The Minore clan was involved in a controversy in the late 1970s with the prosecutor of Trapani, Giangiacomo Ciaccio Montalto. Montalto was investigating Mafia activities in the city and province and scrutinized the Minore's many illegal dealings, including several kidnappings in the area such as the fake kidnapping of the businessman Rodittis and the kidnapping and murder of Luigi Corleo, the father-in-law of Nino Salvo. Montalto even ordered an exhumation of the elder brother Giovanni, who had died of natural causes, something which caused great resentment against him by the clan. Montalto issued an arrest warrant for Totò Minore in 1979 for weapons trafficking, and from then on the boss of Trapani and his brother lived as fugitives. Ciaccio Montalto would eventually be murdered in January 1983, and for a long time police suspected Totò Minore of being the organizer, although it later came to light that the murder was carried out by the Corleonesi and saw no involvement from the Minore clan.

== Decline ==
The Minore and Buccellato clans had been close to the Corleonesi clan of Totò Riina prior to the outbreak of the Second Mafia War. Nevertheless, as the war began, Riina saw them as unreliable due to their insistence on being neutral and most importantly, he was eager to weaken the two clans to reward his main allies in the province: Francesco Messina Denaro from Castelvetrano, Mariano Agate from Mazara del Vallo and Vincenzo Virga from Trapani.

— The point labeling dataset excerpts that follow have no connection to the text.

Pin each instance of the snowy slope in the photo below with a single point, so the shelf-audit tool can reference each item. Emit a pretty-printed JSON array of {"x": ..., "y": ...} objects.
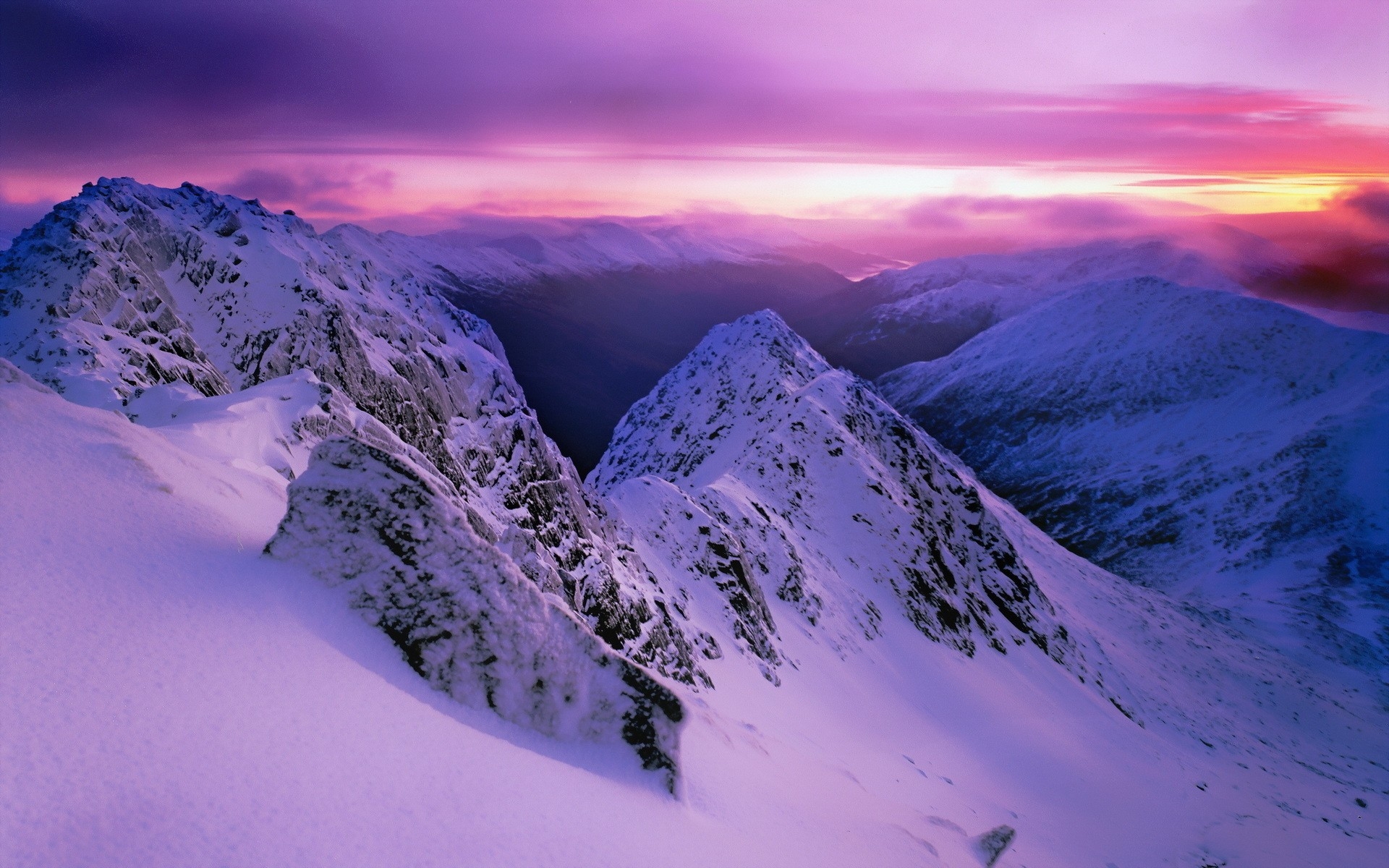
[
  {"x": 174, "y": 697},
  {"x": 129, "y": 286},
  {"x": 928, "y": 310},
  {"x": 821, "y": 492},
  {"x": 1197, "y": 441},
  {"x": 776, "y": 495}
]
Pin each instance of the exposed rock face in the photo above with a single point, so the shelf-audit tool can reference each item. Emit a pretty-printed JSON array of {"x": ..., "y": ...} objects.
[
  {"x": 756, "y": 463},
  {"x": 394, "y": 538},
  {"x": 129, "y": 286},
  {"x": 1189, "y": 439}
]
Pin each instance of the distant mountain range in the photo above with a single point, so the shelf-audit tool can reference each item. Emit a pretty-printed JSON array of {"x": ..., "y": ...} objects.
[{"x": 279, "y": 521}]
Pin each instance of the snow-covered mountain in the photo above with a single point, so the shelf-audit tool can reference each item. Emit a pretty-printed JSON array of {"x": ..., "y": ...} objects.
[
  {"x": 1197, "y": 441},
  {"x": 127, "y": 288},
  {"x": 928, "y": 310},
  {"x": 214, "y": 705},
  {"x": 324, "y": 592},
  {"x": 595, "y": 315},
  {"x": 756, "y": 461}
]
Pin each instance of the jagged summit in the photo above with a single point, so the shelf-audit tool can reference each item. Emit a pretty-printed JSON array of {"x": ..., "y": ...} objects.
[
  {"x": 726, "y": 392},
  {"x": 129, "y": 286},
  {"x": 1199, "y": 441},
  {"x": 830, "y": 496}
]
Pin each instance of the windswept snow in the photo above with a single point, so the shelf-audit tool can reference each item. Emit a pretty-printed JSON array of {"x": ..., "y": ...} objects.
[
  {"x": 1213, "y": 445},
  {"x": 854, "y": 653}
]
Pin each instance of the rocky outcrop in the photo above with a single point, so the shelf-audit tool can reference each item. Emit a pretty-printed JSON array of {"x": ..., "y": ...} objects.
[
  {"x": 128, "y": 286},
  {"x": 830, "y": 495},
  {"x": 395, "y": 540},
  {"x": 1189, "y": 439}
]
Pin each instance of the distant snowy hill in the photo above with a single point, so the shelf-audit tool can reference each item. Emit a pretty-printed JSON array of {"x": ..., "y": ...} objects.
[
  {"x": 800, "y": 477},
  {"x": 928, "y": 310},
  {"x": 129, "y": 288},
  {"x": 321, "y": 590},
  {"x": 595, "y": 317},
  {"x": 199, "y": 702},
  {"x": 1197, "y": 441}
]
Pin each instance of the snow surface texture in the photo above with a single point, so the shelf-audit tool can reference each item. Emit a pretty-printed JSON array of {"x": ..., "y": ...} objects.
[
  {"x": 1197, "y": 441},
  {"x": 462, "y": 610},
  {"x": 818, "y": 488},
  {"x": 928, "y": 310},
  {"x": 174, "y": 699},
  {"x": 129, "y": 286}
]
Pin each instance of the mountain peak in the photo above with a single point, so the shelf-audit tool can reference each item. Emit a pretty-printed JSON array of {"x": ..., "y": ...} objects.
[{"x": 723, "y": 389}]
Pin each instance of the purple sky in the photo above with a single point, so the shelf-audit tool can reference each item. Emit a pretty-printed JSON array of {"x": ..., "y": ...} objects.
[{"x": 404, "y": 113}]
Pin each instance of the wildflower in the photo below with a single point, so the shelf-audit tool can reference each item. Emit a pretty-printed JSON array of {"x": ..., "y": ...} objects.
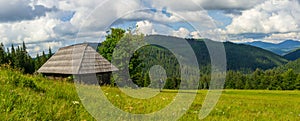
[{"x": 75, "y": 102}]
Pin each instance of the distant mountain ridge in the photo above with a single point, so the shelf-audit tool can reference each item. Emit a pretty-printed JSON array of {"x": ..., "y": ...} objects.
[
  {"x": 280, "y": 48},
  {"x": 293, "y": 55},
  {"x": 239, "y": 56}
]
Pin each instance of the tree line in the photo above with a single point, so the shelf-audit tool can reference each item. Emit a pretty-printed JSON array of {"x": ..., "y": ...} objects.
[
  {"x": 19, "y": 58},
  {"x": 148, "y": 56}
]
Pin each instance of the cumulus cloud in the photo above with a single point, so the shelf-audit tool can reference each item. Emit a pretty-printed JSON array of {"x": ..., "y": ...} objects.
[
  {"x": 284, "y": 16},
  {"x": 181, "y": 32},
  {"x": 195, "y": 5},
  {"x": 18, "y": 10}
]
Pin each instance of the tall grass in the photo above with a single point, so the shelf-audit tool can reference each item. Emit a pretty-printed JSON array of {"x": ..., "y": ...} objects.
[{"x": 33, "y": 97}]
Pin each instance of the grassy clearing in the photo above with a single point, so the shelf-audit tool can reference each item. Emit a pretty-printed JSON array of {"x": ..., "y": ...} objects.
[{"x": 26, "y": 97}]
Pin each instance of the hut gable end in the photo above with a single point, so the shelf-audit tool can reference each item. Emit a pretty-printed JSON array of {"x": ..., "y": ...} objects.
[{"x": 77, "y": 59}]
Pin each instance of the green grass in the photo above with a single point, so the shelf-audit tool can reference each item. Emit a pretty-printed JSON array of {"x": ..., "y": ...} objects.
[{"x": 27, "y": 97}]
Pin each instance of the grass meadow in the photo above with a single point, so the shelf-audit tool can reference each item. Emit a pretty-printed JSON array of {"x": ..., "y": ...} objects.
[{"x": 27, "y": 97}]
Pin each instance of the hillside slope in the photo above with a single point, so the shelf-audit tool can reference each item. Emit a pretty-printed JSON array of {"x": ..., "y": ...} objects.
[
  {"x": 293, "y": 55},
  {"x": 239, "y": 56},
  {"x": 280, "y": 48},
  {"x": 295, "y": 65}
]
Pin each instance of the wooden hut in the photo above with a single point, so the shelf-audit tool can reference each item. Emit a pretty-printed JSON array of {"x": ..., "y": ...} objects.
[{"x": 81, "y": 61}]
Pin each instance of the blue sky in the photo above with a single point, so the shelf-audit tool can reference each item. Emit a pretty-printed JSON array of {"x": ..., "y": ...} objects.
[{"x": 57, "y": 23}]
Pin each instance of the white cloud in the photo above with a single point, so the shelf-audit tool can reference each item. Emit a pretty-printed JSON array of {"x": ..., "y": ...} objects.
[
  {"x": 284, "y": 16},
  {"x": 194, "y": 5},
  {"x": 145, "y": 27},
  {"x": 181, "y": 32},
  {"x": 276, "y": 38}
]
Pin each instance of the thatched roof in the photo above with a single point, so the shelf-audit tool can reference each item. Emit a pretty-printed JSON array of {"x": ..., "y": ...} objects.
[{"x": 77, "y": 59}]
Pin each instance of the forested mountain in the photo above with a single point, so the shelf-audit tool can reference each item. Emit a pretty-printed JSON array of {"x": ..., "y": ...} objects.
[
  {"x": 295, "y": 65},
  {"x": 280, "y": 48},
  {"x": 293, "y": 55},
  {"x": 239, "y": 56}
]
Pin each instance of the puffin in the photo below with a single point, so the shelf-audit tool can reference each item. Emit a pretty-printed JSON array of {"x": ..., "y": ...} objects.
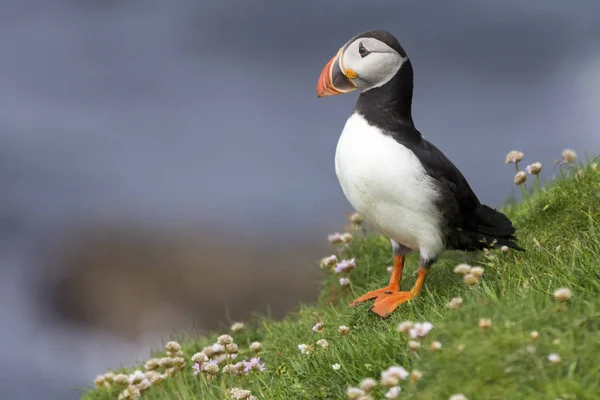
[{"x": 401, "y": 184}]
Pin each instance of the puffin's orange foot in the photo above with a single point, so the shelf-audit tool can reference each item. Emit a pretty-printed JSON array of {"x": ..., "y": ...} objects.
[
  {"x": 386, "y": 304},
  {"x": 386, "y": 291}
]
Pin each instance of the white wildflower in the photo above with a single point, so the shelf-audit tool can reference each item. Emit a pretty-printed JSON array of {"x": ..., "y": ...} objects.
[
  {"x": 455, "y": 303},
  {"x": 304, "y": 349},
  {"x": 393, "y": 393},
  {"x": 554, "y": 358},
  {"x": 562, "y": 294},
  {"x": 237, "y": 327},
  {"x": 255, "y": 346},
  {"x": 368, "y": 384},
  {"x": 514, "y": 156},
  {"x": 343, "y": 330},
  {"x": 420, "y": 329},
  {"x": 477, "y": 272},
  {"x": 318, "y": 327}
]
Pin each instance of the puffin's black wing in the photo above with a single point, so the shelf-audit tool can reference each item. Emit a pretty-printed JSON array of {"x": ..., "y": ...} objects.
[{"x": 469, "y": 224}]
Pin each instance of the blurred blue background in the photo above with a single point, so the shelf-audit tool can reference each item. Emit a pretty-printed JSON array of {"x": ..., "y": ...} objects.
[{"x": 167, "y": 165}]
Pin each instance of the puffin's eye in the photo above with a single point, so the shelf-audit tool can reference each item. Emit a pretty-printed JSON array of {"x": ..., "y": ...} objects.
[{"x": 362, "y": 50}]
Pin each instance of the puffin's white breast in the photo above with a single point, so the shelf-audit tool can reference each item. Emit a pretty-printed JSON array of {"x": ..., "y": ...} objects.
[{"x": 386, "y": 183}]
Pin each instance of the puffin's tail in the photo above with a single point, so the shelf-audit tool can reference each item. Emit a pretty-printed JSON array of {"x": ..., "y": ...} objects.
[{"x": 485, "y": 228}]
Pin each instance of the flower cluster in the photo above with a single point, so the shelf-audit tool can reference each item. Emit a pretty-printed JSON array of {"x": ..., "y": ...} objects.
[
  {"x": 319, "y": 327},
  {"x": 241, "y": 394},
  {"x": 339, "y": 238},
  {"x": 207, "y": 362},
  {"x": 471, "y": 275},
  {"x": 156, "y": 371}
]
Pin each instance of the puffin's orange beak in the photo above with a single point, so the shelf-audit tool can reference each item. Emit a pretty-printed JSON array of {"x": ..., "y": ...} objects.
[{"x": 333, "y": 79}]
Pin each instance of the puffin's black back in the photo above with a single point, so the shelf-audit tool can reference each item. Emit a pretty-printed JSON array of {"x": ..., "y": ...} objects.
[{"x": 470, "y": 225}]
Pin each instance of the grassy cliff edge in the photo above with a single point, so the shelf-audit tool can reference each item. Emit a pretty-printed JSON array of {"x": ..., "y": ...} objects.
[{"x": 512, "y": 338}]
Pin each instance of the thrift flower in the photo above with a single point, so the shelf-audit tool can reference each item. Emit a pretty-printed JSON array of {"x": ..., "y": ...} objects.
[
  {"x": 520, "y": 178},
  {"x": 132, "y": 392},
  {"x": 534, "y": 169},
  {"x": 534, "y": 335},
  {"x": 415, "y": 375},
  {"x": 179, "y": 361},
  {"x": 136, "y": 377},
  {"x": 328, "y": 262},
  {"x": 470, "y": 279},
  {"x": 514, "y": 157},
  {"x": 368, "y": 384},
  {"x": 335, "y": 238},
  {"x": 224, "y": 340},
  {"x": 211, "y": 369},
  {"x": 99, "y": 381},
  {"x": 462, "y": 269},
  {"x": 414, "y": 345},
  {"x": 166, "y": 362},
  {"x": 477, "y": 272},
  {"x": 253, "y": 365},
  {"x": 318, "y": 327},
  {"x": 569, "y": 156},
  {"x": 232, "y": 348},
  {"x": 554, "y": 358},
  {"x": 435, "y": 345},
  {"x": 109, "y": 377},
  {"x": 304, "y": 349},
  {"x": 255, "y": 346},
  {"x": 391, "y": 376},
  {"x": 420, "y": 329},
  {"x": 346, "y": 237},
  {"x": 356, "y": 219},
  {"x": 562, "y": 294},
  {"x": 393, "y": 393},
  {"x": 199, "y": 358},
  {"x": 405, "y": 327},
  {"x": 345, "y": 266},
  {"x": 455, "y": 303},
  {"x": 173, "y": 347},
  {"x": 217, "y": 348},
  {"x": 121, "y": 379},
  {"x": 239, "y": 394},
  {"x": 152, "y": 364},
  {"x": 485, "y": 323},
  {"x": 196, "y": 367},
  {"x": 144, "y": 385}
]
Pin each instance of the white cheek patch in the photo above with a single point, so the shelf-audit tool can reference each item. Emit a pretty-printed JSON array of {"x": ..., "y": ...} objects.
[{"x": 380, "y": 69}]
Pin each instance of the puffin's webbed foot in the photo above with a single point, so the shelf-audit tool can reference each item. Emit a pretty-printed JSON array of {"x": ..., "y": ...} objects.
[{"x": 391, "y": 288}]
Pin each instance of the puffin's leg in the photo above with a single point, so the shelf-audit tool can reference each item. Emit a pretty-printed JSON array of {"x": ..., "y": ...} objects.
[
  {"x": 394, "y": 284},
  {"x": 386, "y": 304}
]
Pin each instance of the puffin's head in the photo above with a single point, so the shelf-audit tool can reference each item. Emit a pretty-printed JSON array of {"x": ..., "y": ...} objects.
[{"x": 368, "y": 60}]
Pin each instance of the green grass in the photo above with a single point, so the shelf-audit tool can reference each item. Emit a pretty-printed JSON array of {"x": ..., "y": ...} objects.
[{"x": 502, "y": 362}]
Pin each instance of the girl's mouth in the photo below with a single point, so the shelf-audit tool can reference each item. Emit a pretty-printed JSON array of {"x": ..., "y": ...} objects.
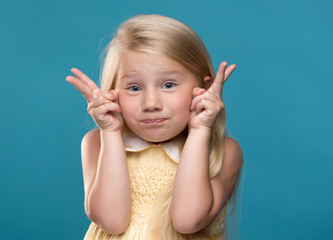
[{"x": 154, "y": 121}]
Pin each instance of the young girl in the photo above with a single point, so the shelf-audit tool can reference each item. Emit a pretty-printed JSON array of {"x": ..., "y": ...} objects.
[{"x": 160, "y": 165}]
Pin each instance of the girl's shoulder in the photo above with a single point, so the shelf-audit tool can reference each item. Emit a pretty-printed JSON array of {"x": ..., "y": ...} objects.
[{"x": 233, "y": 155}]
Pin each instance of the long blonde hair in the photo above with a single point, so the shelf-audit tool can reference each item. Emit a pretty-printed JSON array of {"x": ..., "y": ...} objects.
[{"x": 167, "y": 37}]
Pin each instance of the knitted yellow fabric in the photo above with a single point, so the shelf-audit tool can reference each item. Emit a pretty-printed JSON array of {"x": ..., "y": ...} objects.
[{"x": 151, "y": 170}]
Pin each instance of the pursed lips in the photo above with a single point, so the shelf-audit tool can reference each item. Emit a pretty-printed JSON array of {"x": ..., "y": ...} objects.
[{"x": 155, "y": 120}]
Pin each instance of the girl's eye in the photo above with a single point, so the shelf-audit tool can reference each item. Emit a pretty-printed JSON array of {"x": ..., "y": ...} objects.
[
  {"x": 168, "y": 85},
  {"x": 134, "y": 88}
]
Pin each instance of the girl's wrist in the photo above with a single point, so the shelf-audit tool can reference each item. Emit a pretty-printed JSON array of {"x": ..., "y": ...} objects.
[
  {"x": 111, "y": 133},
  {"x": 201, "y": 132}
]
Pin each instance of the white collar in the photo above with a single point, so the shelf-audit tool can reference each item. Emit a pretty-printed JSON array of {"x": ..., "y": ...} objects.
[{"x": 135, "y": 144}]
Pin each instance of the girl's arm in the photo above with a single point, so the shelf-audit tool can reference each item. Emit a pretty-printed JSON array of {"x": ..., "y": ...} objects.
[
  {"x": 106, "y": 180},
  {"x": 105, "y": 172},
  {"x": 197, "y": 199}
]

On 20 November 1982, Totò Minore, Nicolò Miceli, Martino Buccellato from Castellammare del Golfo and Vincenzo Palazzolo from Cinisi were summoned to a meeting in Palermo by the boss of Partanna-Mondello, Rosario Riccobono. There, on the orders of Totò Riina, the four were strangled and their bodies made to disappear, a practice colloquially known as lupara bianca. News of the massacre did not emerge in mainstream media until 1998, when Calogero Ganci, son of Raffaele Ganci and one of the killers of Totò Minore, confessed to police. Underworld legend goes that Totò Minore's severed head, on Riina's orders, was delivered to his relatives as a warning. Ironically, this would be Rosario Riccobono's last betrayal on behalf of the Corleonesi, as the boss of Partanna-Mondello himself would be murdered in similar circumstances only ten days later, on 30 November. Totò Minore's brother Calogero remained a fugitive until 1986, when he was arrested while hiding in a house in Trapani. He died of natural causes in 1998, before any of his trials had concluded. Many other associates of the Minores were either murdered or forced to step down during the war, and the clan lost all of the power it had accumulated over decades in Sicily, as did the Buccellatos and many other "old guard" Mafia clans defeated by the Corleonesi.